Category : Assembly Language Source Code
Archive   : ASSEMBLE.ZIP
Filename : CHASM.DOC
Output of file : CHASM.DOC contained in archive : ASSEMBLE.ZIP
(tm)
CHASM
Cheap Assembler
for the IBM Personal Computer
(1983) by David Whitman
Version 1.9
1
Table of Contents
Why Chasm?...........................................2
What can Chasm do?...................................3
What WON'T it do?....................................3
Syntax...............................................4
Operands.............................................6
Resolution of Ambiguities...........................10
Pseudo-Operations...................................13
Outside the Program Segment.........................16
Running Chasm.......................................18
Error and Diagnostic Messages.......................20
Execution of Assembled Programs.....................23
Notes for Those Upgrading to This Version of Chasm..26
Miscellaneous and A Word From Our Sponsor...........28
2
I. Why Chasm?
Why go to the trouble to write an assembler, when
one already exists? The IBM Macro Assembler is a very
powerful software tool available off the shelf. It
supports features such as macros, definition of
multiple segments, and linking to external procedures.
Unfortunately, all of this power doesn't fit into a
64K machine, and even when using the small subset
version, 64K users are limited by memory to only very
small programs. The macro assembler is also very
complex, hard to understand, and costs a hundred bucks.
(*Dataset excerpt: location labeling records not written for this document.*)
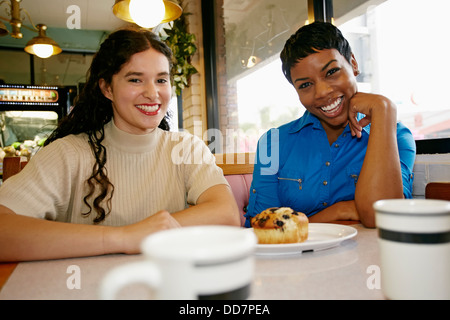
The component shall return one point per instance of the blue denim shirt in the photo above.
(296, 167)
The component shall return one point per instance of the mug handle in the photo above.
(144, 272)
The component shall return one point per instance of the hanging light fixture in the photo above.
(147, 13)
(41, 46)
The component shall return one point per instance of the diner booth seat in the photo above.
(238, 170)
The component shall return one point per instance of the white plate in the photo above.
(320, 236)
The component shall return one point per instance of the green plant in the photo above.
(183, 47)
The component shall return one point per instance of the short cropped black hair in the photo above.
(308, 40)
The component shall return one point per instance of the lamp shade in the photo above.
(42, 46)
(121, 10)
(3, 30)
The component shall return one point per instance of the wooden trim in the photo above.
(235, 163)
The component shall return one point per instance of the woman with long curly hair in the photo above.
(112, 172)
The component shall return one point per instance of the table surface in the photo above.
(347, 271)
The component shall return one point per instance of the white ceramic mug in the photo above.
(414, 240)
(203, 262)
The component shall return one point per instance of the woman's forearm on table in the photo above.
(214, 206)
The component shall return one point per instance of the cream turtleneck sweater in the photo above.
(157, 171)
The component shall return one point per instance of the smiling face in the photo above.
(140, 92)
(325, 82)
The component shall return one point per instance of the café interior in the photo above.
(221, 96)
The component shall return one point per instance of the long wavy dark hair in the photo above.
(308, 40)
(92, 110)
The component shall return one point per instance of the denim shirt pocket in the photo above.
(352, 174)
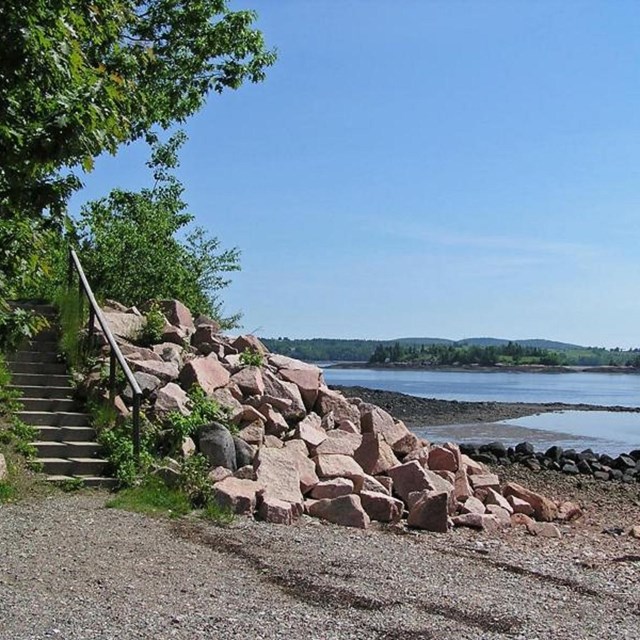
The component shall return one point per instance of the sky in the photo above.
(444, 168)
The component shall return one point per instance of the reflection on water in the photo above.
(603, 389)
(603, 431)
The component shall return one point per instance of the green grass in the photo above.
(220, 515)
(152, 497)
(8, 493)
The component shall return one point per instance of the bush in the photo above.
(203, 411)
(251, 357)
Even though the price of memory keeps dropping, I
suspect that the majority of the IBM PC's out there have
no more than 64K installed. Also, I suspect that most
end-user assembly language programmers are like myself,
and are not interested in writing huge, complicated
programs in assembler. I want to write short
subroutines to call from BASIC, small patches to
existing assembler programs (such as DOS), and perhaps
some games. For such uses, I think the combination of
the Macro Assembler and a tub full of extra memory
represents an incredible overkill. Chasm is, I hope, a
more reasonable compromise between power and
accessability (both in cost and complexity).
3
II. What can Chasm do?
Chasm takes a text file, consisting of mnemonics,
user-defined symbols, numbers, and pseudo-ops, and
produces a file of corresponding machine language for
the 8088 processor. Chasm allows you to define labels
for branching, rather than requiring you to figure out
offsets or addresses to jump to. It allows you to
represent with a name any constants you want to use,
making your programs easier to understand. Most
importantly, it translates mnemonics to their machine
language equivalents freeing you from the task of hand
translation.
III. What WON'T it do?
In the interest of simplicity, Chasm has a number
of restrictions:
1. Statement syntax is not quite as free as in the
macro assembler.
2. The number of pseudo-ops is severely cut down
from the macro assembler.
3. Macros are not supported. (Note that the IBM
assembler doesn't support macros in systems
smaller than 96K)
4. Expressions (such as BUFFER - 2 ) are not
supported, at least in version 1.0.
5. Multiple segment definitions are not allowed, at
least in version 1.0. Chasm assumes that your
entire program fits in one segment, that the cs,
ds, and es registers all point to this same
segment, and that the ss register points to a
valid stack area.
6. External linking is not supported, at least in
version 1.0.
4
IV. Syntax
Chasm accepts a standard DOS text file for input. Lines
may be any combination of upper and lower case
characters. Chasm does not distinguish between the two
cases: everything except single quoted strings are
automatically converted to upper case during the
parsing process. Thus, BUFFER, Buffer, buffer, and
bUFFer all refer to the same symbol.
The characters blank ( ) , comma (,), single quote (')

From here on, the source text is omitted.